Regarding the second simulation study, we have shown that even if a CCREM is applied to a three-level multivariate model, it is still possible to obtain accurate estimates of the fixed effects and their standard errors, with resulting correct inferences about the results of the meta-analysis. Only in the condition in which the covariance among ESs was zero and the total variance in the model was high did the multivariate approach result in better estimates of the total variance, although this variance was still underestimated. In the rest of the conditions, the performance of the CCREM was similar to that of the multivariate approach, even though the meta-analytic data were generated to fit a multivariate model and not the CCREM. In addition, not even the application of the correct model (i.e., a three-level multivariate model) led to accurate estimates of the variance components, even though the structure of the data was relatively simple in terms of balance and the model lacked covariates. These findings support the conclusion that the CCREM performs well under a variety of conditions. Moreover, the application of CCREMs has the advantage that the covariances among ESs do not need to be known in advance and that a meta-analysis is still feasible if different sets of outcomes, subscales, ratings, or any other variable are measured across studies.

In summary, the results of this study show how the inappropriate modeling of cross-classified ESs within studies distorts both estimation of the variance components and estimation of the standard errors of the fixed effects.
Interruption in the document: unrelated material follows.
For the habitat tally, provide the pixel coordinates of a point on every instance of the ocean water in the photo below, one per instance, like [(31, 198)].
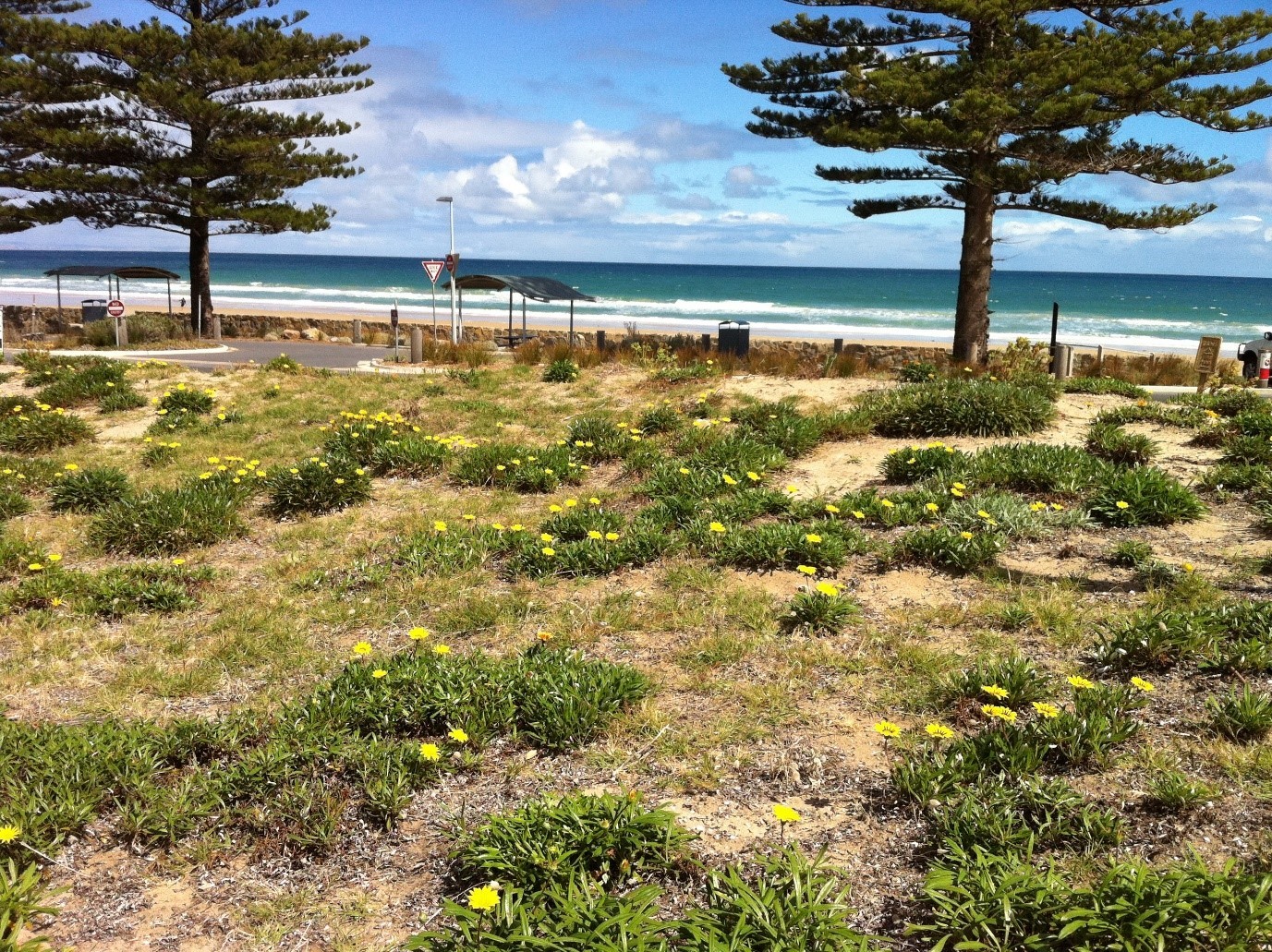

Specifically, the improper estimation of the variance components is related to the amount of variance ignored, whereas the inadequate estimation of the standard errors depends on the balanced/unbalanced number of ESs within studies, on the correlation between the moderator variables, on the amount of variance ignored, and on the number of studies within the meta-analysis. Although this simulation study has focused on a specific structure (the three-level model with cross-classification at the intermediate level), we also would expect negative consequences from a misspecification of the cross-classified structure at other levels. Therefore, when planning a multilevel meta-analysis, we recommend careful consideration of the underlying data structure in order to guarantee appropriate estimates of the combined ESs, standard errors, and variance components, with special consideration for any potential cross-classifications.